Biden lays out COVID response plan, calls for unity

WILMINGTON — President-elect Joe Biden expressed optimism about what the next four years hold Monday, laying out a broad plan for combating COVID-19 and “building back better.”

Speaking to media at The Queen theater after a virtual roundtable with nine business and union executives, the president-elect again called for unity, urging Americans to put their differences aside and work to overcome the current crises. Citing his work under President Barack Obama in helping the nation crawl out of the Great Recession 11 years earlier, President-elect Biden expressed optimism about what the future holds.

“There’s so much we can do. The only way we do any of this is if we work together. I know we can do this,” he said.

The president-elect, who will be sworn in Jan. 20, promised widespread reforms to help Americans, ranging from child care to greater investment in clean energy to high-speed broadband internet for all to a $15 minimum wage.
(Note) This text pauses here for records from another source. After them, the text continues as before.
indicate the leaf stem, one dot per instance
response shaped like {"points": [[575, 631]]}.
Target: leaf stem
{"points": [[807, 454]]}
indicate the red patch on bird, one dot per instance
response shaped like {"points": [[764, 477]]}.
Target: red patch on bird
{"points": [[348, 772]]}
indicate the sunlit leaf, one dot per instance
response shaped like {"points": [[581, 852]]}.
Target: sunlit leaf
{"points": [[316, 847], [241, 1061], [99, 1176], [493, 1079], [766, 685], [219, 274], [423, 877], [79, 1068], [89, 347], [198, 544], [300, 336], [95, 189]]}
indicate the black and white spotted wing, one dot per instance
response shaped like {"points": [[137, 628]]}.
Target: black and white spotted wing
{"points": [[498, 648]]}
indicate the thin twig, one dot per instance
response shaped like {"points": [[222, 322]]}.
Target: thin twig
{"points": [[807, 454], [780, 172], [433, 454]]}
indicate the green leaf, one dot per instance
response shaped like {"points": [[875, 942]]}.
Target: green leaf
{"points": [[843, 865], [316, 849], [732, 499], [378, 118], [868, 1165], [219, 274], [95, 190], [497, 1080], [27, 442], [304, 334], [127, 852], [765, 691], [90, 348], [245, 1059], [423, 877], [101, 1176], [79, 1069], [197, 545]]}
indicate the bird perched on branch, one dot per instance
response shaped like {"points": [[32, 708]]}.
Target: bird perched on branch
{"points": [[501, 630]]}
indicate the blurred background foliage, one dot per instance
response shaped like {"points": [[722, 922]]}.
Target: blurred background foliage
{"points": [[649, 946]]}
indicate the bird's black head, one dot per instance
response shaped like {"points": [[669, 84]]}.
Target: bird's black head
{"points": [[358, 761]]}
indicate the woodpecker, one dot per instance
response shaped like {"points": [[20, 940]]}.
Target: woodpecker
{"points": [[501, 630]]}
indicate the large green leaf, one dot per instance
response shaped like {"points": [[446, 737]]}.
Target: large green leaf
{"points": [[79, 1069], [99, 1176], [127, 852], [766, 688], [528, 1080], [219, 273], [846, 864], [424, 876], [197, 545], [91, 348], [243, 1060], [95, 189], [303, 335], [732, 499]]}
The Biden administration will only award government contracts to companies that make products in the United States, part of an effort to “make sure the future is made here in America,” he said.

He urged Congress to immediately approve COVID relief, noting the HEROES Act has been languishing in the Republican-controlled Senate after passing the House of Representatives six months ago.
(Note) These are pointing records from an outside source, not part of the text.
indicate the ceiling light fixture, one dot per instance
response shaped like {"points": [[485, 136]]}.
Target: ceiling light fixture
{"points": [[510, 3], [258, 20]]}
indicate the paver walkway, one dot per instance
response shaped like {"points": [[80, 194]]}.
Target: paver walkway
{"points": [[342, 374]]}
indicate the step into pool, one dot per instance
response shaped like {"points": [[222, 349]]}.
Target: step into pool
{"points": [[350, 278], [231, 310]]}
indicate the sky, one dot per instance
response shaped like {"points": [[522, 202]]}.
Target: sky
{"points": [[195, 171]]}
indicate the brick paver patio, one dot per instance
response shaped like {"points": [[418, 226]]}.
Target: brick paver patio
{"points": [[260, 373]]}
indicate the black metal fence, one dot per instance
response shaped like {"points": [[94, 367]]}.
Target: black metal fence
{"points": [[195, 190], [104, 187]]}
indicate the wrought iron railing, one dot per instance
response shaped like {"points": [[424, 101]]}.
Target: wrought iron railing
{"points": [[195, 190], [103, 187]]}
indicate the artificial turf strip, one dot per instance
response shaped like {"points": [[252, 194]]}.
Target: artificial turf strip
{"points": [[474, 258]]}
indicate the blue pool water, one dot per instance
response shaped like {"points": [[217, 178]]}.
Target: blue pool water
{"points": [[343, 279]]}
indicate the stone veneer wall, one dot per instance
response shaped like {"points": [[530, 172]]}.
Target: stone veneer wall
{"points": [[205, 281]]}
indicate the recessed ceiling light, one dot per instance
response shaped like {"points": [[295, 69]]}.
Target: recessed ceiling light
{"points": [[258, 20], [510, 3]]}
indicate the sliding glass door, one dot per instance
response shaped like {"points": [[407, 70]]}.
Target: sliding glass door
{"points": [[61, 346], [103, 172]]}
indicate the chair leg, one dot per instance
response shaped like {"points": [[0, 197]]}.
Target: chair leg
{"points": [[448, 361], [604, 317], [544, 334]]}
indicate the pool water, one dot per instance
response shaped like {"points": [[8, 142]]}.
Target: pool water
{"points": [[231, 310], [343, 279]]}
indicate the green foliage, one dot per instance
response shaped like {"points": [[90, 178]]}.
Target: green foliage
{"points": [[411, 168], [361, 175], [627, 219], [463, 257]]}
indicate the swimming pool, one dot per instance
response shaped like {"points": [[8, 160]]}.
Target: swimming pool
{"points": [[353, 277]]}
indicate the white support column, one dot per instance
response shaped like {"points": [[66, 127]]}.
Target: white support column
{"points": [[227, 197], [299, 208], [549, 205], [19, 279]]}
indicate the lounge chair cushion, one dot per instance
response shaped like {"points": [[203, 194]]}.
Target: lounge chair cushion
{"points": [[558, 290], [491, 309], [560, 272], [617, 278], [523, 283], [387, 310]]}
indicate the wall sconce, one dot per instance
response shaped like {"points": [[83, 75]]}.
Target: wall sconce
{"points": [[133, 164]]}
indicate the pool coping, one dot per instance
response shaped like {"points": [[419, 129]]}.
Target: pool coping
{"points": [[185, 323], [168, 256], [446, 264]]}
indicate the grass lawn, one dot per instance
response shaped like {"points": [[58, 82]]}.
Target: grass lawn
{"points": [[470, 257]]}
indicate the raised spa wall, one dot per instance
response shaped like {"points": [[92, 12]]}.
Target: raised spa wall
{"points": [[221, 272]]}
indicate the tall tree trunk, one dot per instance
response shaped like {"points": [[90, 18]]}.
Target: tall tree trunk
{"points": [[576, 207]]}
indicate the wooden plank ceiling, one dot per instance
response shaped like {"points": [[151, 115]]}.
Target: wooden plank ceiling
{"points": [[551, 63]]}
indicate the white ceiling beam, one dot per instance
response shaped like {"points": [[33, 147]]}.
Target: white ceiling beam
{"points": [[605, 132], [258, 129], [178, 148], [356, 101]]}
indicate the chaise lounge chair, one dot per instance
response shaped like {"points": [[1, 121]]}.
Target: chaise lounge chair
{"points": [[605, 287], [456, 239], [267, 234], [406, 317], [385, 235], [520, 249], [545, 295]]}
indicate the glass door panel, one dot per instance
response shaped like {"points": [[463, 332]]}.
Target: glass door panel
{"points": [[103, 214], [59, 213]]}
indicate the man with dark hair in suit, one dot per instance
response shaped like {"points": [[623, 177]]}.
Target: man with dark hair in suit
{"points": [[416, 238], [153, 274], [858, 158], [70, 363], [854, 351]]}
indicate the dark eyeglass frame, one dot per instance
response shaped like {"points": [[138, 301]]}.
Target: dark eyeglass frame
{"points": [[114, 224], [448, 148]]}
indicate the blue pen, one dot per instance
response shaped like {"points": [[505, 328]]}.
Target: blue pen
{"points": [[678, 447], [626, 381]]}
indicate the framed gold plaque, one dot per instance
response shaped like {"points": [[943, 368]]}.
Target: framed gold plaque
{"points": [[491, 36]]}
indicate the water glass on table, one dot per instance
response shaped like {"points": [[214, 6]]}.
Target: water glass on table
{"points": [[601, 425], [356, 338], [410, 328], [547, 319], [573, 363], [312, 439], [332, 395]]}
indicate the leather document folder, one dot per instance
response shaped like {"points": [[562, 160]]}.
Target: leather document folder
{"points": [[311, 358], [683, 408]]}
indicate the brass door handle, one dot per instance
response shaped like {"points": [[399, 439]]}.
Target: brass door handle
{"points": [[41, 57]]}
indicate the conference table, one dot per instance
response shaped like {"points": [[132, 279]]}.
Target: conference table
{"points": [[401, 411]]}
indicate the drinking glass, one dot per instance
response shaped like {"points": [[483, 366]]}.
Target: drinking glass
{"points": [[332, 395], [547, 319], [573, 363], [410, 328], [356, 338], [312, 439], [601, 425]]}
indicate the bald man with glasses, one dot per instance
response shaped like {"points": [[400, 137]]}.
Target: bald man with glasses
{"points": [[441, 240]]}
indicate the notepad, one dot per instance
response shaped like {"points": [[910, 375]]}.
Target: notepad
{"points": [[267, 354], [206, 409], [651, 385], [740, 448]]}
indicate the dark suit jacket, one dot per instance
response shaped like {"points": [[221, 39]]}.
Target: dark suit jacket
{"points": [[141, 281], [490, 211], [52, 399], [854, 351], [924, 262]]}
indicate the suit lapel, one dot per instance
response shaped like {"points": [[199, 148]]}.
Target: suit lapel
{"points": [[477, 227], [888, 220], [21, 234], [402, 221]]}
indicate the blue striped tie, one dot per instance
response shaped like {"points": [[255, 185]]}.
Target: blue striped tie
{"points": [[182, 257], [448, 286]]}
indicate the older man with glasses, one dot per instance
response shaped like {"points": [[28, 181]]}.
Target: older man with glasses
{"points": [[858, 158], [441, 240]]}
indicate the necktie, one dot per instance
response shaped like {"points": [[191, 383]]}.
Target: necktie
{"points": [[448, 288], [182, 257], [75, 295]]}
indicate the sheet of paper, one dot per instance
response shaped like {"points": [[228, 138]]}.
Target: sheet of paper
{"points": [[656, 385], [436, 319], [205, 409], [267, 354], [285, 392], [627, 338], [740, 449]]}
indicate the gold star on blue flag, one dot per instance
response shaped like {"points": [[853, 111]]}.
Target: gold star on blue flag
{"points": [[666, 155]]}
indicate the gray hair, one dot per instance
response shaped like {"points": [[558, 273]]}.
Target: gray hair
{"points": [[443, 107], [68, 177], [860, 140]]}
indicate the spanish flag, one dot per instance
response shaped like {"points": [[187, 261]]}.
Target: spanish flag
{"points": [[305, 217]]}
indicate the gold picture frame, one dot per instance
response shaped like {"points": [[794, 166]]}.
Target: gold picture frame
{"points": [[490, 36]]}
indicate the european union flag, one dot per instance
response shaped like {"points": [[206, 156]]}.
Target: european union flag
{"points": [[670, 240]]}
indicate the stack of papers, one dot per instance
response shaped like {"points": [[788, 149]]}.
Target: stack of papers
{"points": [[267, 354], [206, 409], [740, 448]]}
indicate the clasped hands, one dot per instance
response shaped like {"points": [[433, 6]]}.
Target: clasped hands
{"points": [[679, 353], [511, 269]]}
The need for assistance is real and urgent, he emphasized, pointing to the millions of jobs lost and the many small businesses struggling due to the pandemic.
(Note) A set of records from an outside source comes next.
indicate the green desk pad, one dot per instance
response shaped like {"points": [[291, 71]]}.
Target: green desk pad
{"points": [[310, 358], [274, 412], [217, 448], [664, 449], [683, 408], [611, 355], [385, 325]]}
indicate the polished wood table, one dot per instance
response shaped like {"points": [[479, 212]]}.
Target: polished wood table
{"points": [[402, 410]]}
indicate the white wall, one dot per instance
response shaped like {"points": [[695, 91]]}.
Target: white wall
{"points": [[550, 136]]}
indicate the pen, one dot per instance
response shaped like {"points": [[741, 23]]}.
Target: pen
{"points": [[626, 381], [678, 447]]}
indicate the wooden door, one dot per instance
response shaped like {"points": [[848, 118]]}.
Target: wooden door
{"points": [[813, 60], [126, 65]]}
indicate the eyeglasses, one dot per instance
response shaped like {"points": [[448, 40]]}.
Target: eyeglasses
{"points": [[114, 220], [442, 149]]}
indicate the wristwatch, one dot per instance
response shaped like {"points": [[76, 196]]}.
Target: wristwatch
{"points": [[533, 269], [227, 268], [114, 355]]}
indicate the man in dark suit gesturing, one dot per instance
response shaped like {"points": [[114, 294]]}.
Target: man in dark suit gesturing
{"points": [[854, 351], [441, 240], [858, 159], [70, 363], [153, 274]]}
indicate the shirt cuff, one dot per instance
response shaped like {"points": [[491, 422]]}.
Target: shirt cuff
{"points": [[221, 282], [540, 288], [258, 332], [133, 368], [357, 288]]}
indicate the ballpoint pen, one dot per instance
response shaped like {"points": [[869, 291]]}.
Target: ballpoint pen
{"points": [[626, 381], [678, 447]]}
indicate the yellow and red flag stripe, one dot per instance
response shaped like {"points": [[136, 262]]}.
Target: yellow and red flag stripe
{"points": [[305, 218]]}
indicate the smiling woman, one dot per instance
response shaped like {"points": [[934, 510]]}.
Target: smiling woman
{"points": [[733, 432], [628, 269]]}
As he has many times, President-elect Biden called on Republicans to give him a chance and set aside political disagreements so they can respond to the moment.

“The refusal of Democrats and Republicans to cooperate with one another is not due to some mysterious force beyond our control,” he told the audience.

President-elect Biden was critical of President Donald Trump, describing his unwillingness to concede the election as “embarrassing” and his skepticism about COVID as harmful and not based in reality.

The president’s refusal to work with the incoming administration on a transition is literally resulting in lives lost, he said. The General Services Administration has refrained from giving the president-elect intelligence briefings, as well as other assistance typically provided by an outgoing administration.

The nation needs to brace for a “dark winter,” he said, pointing to the rising coronavirus cases across the country. Americans hoping to see family for the holidays should gather in groups of no more than 10 and remain socially distanced while wearing masks, President-elect Biden said, noting he and his wife, Jill, were figuring out which family members to spend time with over Thanksgiving earlier in the day.

The Democrat bashed Republicans who have resisted face coverings while singling out several GOP governors who have imposed mask mandates as providing responsible leadership in what he termed a “war” against COVID.

“There’s nothing macho about not wearing a mask,” the president-elect said.

He was preceded by Vice President-elect Kamala Harris, who briefly highlighted the ways COVID is hitting minorities especially hard. Americans can fight the pandemic and safely reopen the economy only if all forces are marshaled against coronavirus, she said.

“We don’t have a moment to waste,” she said.